Can You Trust the Government with your Medical Records?

The Department of Health and Human Services (HHS) is seeking contractors for its latest ObamaCare-related endeavor, a massive data warehouse for storing consumer information. The Weekly Standard reports that the agency is building a database designed for "capturing, aggregating, and analyzing information" related to ObamaCare enrollees and Medicare recipients.

If this sounds worrying, it should. HHS doesn’t exactly have the best track record when it comes to tech contracting. We all remember the disastrous rollout of HealthCare.gov, the central sign-up portal for ObamaCare that mostly didn’t function, and when it did, was subject to some serious privacy concerns.

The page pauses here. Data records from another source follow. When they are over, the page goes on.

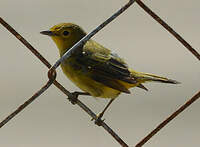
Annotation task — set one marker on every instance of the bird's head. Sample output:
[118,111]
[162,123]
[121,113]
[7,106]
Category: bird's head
[65,35]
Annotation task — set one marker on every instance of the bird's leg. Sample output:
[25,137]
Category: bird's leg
[98,121]
[74,96]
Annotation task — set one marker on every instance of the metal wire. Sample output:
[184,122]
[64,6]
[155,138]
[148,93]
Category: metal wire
[52,72]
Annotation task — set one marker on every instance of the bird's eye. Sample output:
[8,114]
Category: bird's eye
[65,33]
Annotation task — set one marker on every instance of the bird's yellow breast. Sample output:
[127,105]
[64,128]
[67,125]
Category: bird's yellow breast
[82,80]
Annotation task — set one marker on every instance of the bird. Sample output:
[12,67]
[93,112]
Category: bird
[95,69]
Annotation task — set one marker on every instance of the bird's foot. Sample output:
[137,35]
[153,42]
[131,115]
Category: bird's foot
[73,97]
[98,121]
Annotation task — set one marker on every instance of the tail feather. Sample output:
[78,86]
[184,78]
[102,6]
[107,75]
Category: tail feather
[145,77]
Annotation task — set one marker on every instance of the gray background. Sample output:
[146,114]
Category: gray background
[52,121]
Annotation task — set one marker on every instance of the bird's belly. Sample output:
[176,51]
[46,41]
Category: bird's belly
[81,79]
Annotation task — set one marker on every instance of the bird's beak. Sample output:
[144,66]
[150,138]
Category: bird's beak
[49,33]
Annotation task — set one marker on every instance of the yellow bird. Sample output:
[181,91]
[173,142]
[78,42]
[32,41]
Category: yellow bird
[94,68]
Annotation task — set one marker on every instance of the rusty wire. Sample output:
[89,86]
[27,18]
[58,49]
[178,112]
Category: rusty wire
[52,73]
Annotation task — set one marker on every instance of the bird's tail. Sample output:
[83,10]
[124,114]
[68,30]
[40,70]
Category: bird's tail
[145,77]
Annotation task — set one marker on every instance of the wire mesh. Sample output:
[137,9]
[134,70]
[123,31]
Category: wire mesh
[52,73]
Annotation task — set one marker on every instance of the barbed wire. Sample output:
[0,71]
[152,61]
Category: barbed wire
[52,73]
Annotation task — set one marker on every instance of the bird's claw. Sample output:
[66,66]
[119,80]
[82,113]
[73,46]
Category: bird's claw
[98,120]
[73,98]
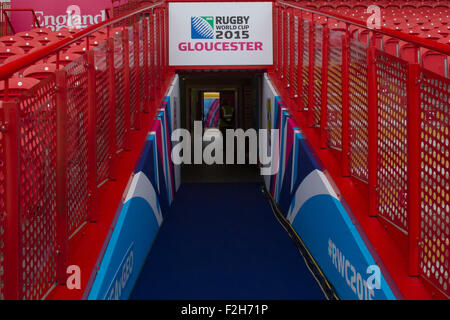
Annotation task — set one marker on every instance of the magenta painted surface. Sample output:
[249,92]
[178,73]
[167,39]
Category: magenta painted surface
[53,13]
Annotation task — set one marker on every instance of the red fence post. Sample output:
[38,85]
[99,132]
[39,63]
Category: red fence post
[153,70]
[292,49]
[158,51]
[137,78]
[92,139]
[10,130]
[274,35]
[413,127]
[112,110]
[286,48]
[145,26]
[300,48]
[62,239]
[345,105]
[281,43]
[373,130]
[311,73]
[324,89]
[279,39]
[126,86]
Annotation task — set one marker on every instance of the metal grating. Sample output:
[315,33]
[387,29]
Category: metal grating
[37,206]
[334,92]
[392,138]
[77,143]
[2,215]
[286,48]
[134,99]
[140,49]
[435,178]
[119,90]
[293,81]
[358,102]
[103,122]
[317,97]
[305,65]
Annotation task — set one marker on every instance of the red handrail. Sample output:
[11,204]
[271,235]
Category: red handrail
[8,22]
[9,69]
[420,42]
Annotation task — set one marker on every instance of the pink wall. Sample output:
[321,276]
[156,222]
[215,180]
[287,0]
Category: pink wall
[52,13]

"When you develop a website, you develop it with security in mind. And it doesn’t appear to have happened this time," said professional hacker David Kennedy critiquing the weaknesses of the site’s security. This, combined with months of crashes and outright malfunction, is the experience we have had with HHS contractors and data security.

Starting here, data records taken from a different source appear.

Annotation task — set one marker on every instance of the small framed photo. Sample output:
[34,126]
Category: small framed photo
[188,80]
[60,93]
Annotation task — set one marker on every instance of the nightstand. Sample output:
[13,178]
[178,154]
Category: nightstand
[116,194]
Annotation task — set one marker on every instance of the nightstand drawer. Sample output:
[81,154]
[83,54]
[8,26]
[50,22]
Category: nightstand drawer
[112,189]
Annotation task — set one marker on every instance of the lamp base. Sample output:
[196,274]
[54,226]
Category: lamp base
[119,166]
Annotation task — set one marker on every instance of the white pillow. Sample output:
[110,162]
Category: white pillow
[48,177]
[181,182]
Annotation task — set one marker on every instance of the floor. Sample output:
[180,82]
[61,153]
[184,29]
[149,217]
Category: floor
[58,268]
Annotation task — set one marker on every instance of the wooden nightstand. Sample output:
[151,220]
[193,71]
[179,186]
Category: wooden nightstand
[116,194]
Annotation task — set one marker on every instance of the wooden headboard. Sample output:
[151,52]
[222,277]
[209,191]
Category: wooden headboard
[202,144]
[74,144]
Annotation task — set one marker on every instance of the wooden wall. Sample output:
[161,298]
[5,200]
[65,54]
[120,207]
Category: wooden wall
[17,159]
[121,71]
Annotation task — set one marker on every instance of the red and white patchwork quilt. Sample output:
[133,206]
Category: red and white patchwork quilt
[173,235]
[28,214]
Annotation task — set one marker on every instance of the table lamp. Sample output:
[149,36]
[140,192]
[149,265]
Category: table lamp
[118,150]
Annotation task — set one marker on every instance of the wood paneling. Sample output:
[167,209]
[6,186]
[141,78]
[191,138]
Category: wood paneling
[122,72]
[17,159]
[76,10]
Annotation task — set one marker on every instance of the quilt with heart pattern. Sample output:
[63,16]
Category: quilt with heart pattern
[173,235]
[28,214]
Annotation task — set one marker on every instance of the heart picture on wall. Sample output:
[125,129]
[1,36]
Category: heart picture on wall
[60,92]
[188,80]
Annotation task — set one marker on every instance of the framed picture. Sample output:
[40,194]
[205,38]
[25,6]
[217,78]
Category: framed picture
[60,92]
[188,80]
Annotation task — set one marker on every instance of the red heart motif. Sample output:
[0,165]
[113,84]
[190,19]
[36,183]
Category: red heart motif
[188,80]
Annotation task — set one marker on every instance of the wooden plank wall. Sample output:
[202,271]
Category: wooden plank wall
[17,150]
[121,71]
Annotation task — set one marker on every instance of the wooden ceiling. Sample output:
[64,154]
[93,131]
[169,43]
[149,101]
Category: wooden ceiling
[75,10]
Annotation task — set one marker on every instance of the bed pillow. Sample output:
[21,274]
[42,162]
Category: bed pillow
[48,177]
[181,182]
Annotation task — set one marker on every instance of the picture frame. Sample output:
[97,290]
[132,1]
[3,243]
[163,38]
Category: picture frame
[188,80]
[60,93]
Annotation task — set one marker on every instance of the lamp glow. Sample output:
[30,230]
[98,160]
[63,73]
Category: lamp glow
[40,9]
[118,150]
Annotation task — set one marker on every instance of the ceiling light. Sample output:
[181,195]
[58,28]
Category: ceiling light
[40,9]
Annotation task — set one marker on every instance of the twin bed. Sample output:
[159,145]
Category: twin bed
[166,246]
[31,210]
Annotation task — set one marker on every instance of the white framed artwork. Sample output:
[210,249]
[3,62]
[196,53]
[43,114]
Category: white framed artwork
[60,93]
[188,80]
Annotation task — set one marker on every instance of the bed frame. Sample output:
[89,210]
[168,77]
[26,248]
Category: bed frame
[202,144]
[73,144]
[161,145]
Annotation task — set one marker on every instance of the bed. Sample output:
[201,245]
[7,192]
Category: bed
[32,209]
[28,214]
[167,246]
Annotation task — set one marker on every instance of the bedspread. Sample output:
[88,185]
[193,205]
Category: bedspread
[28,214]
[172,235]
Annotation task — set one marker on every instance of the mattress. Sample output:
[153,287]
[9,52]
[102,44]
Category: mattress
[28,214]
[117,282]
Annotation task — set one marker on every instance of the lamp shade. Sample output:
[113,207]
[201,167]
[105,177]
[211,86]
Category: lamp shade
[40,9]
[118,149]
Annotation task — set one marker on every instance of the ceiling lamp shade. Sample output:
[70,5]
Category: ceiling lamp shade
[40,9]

The National Data Warehouse has existed for a number of years as a part of the Center for Medicare and Medicaid Services, but as part of the implementation of ObamaCare it is being significantly expanded. It remains unclear exactly what sort of data is being collected and stored, but the advertisement for vendors mentions “personally identifiable information and personal health records.”

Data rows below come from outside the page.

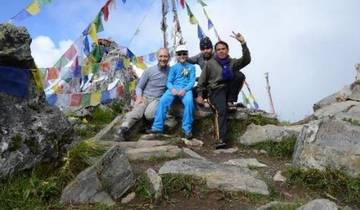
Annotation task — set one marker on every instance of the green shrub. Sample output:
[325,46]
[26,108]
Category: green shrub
[336,183]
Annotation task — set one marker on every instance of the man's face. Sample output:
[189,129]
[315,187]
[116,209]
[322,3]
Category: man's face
[221,51]
[163,58]
[207,53]
[182,56]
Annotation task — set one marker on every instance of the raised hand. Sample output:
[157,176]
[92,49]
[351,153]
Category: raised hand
[238,37]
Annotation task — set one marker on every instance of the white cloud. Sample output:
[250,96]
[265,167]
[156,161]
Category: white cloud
[45,52]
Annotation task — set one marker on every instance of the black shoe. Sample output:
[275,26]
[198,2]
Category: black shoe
[151,131]
[221,145]
[188,135]
[120,135]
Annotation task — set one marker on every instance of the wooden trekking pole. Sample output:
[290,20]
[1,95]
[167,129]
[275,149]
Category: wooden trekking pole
[269,93]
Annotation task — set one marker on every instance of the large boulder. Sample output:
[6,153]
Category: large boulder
[255,133]
[217,176]
[329,143]
[107,180]
[30,131]
[319,204]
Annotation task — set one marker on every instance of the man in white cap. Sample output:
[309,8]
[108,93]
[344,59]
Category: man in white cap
[149,89]
[180,81]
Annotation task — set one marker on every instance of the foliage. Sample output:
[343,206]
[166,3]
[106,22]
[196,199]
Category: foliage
[284,148]
[179,183]
[336,183]
[41,187]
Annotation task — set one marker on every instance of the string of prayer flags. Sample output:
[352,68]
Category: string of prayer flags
[202,3]
[37,79]
[31,10]
[182,3]
[14,81]
[105,9]
[201,33]
[192,18]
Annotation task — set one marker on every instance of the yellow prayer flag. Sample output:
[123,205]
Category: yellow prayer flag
[126,63]
[37,79]
[95,98]
[92,32]
[132,85]
[34,7]
[193,20]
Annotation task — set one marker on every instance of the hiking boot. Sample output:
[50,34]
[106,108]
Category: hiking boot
[152,131]
[188,135]
[120,135]
[221,145]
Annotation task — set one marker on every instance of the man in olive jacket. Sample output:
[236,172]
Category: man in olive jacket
[217,78]
[238,78]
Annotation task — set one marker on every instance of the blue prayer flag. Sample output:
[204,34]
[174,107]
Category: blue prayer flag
[105,97]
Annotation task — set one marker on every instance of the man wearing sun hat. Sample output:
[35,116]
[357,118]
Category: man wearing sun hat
[180,81]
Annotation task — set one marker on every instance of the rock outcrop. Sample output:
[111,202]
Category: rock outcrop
[329,143]
[217,176]
[104,182]
[256,133]
[30,131]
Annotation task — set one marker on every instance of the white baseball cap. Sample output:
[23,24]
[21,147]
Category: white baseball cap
[181,48]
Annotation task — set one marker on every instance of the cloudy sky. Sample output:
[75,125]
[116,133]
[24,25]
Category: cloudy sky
[309,47]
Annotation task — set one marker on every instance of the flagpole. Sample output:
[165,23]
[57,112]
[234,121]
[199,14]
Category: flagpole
[163,25]
[269,93]
[177,26]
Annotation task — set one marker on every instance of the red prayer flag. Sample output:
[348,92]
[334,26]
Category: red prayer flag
[120,90]
[52,73]
[105,66]
[182,3]
[75,99]
[70,53]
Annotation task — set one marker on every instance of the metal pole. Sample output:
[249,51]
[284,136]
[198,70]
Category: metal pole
[269,93]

Of course, we are, as ever, given every assurance that our data is safe and innocuous, but the problem with keeping information is so centralized a location means that all it takes is one enterprising hacker to crack the database, and the sensitive information of thousands of Americans could be leaked – or sold to the highest bidder.

Data collection and centralization remains a major concern for privacy advocates in all areas of government. In education, Common Core standards are going hand in hand with new biometric data, such as fingerprinting and retina scans, as well as an unspecified level of personally identifiable data on student behavior and performance. The NSA has been collecting bulk amounts of telephone metadata, a process that is facing a legal challenge from FreedomWorks and Senator Rand Paul. The IRS has all our financial data, and being put in charge of ObamaCare enforcement opens up a whole new can of worms from that agency.

But no personal information is quite as sensitive as health care records. No one wants the gory details of their potential illnesses to become a matter of public record. Not only is it embarrassing, but a lack of privacy could lead to diminished job prospects from employers. The growing data bureaucracy is becoming one of the biggest threats to privacy – and liberty – facing the country today.